Likely Mechanisms of Action in COVID-19
Platelets lack the enzyme to synthesize serotonin (Ni and Watts, 2006). A SERT enables rapid uptake of serotonin from plasma (Vanhoutte, 1991). During thrombosis platelets release serotonin, facilitating hemostasis through platelet aggregation (Berger et al., 2009) (Figure 1), and promotes recruitment of neutrophils (Duerschmied et al., 2013). SSRIs can therefore increase bleeding time (Leung and Shore, 1996) or reduce serum serotonin by >80% and reduce neutrophil recruitment (Duerschmied et al., 2013). Platelets from individuals treated with SSRIs, and platelets from SERT knockout mice, show decreased aggregation (Celada et al., 1992; Carneiro et al., 2008; McCloskey et al., 2008). Measures of coagulation and hemostasis were lower in patients with serotonergic antidepressant than in patients without serotonergic antidepressant (Geiser et al., 2011). A hyperserotonergic state distinguishes COVID-19 and non-COVID-19 acute respiratory distress syndrome, biochemically (Zaid et al., 2021) and clinically (Helms et al., 2020a; Helms et al., 2020b). This is likely pathologic across a multitude of organs (akin to serotonin syndrome, F. Jalali—personal observation and communication) and may originate from an immune-mediated (Althaus et al., 2020; Nazy et al., 2021) state of platelet hyperreactivity (Zaid et al., 2021), resulting in florid platelet degranulation of serotonin into plasma.
A concomitant impairment of serotonin reuptake may exacerbate this hyperserotonergic state. Serotonin clearance relies on a healthy pulmonary endothelium (Thomas and Vane, 1967; Joseph et al., 2013), that is injured in COVID-19 (Ackermann et al., 2020). Platelet serotonin liberation can be reduced with chronic or early de novo SSRI use (Cloutier et al., 2018), since SSRIs deplete serotonin content of platelets (Narayan et al., 1998; Javors et al., 2000). Initiation of de novo SSRIs at later stages of moderate to severe COVID-19, however, may be unpredictably harmful given the existing hyperserotonergic state (Zaid et al., 2021) unless counterbalanced by other beneficial effects of SSRIs. Indeed, direct serotonin antagonism specifically targeting the serotonin 2 A, B and C receptors with drugs such as cyproheptadine or mirtazapine in this stage may be beneficial and is being explored (F. Jalali—personal communication).
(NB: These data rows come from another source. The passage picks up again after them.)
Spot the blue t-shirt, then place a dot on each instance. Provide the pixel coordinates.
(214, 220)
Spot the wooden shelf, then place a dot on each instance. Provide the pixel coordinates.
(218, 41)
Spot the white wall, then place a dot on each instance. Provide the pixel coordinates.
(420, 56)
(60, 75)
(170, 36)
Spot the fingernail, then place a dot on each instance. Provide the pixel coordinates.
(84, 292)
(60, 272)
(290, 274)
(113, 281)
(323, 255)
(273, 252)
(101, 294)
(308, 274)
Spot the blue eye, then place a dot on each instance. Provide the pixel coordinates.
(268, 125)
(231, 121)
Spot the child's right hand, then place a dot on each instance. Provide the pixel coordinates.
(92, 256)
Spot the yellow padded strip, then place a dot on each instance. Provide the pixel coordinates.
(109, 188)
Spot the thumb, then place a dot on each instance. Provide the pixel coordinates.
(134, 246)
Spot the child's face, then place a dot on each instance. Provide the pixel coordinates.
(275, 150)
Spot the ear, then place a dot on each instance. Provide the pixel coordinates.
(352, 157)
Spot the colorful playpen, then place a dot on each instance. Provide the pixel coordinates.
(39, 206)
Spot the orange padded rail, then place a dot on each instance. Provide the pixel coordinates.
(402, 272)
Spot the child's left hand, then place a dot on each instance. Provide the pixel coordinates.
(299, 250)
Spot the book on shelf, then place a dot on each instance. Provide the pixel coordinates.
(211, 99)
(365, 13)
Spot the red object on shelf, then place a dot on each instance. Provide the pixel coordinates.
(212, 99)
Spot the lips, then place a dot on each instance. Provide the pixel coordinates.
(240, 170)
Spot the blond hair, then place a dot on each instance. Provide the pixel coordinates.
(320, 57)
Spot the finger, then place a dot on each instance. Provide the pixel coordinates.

Three trials assessing benefit of anticoagulants to treat COVID-19 have paused enrollment of critically ill COVID-19 patients who require intensive care unit (ICU) support (NHLBI, 2020). Therapeutic blood thinners did not reduce need for ICU admission in this patient-group. Since full doses of therapeutic anticoagulants increase risk of internal bleeding, FLV could perhaps inhibit blood clotting more safely.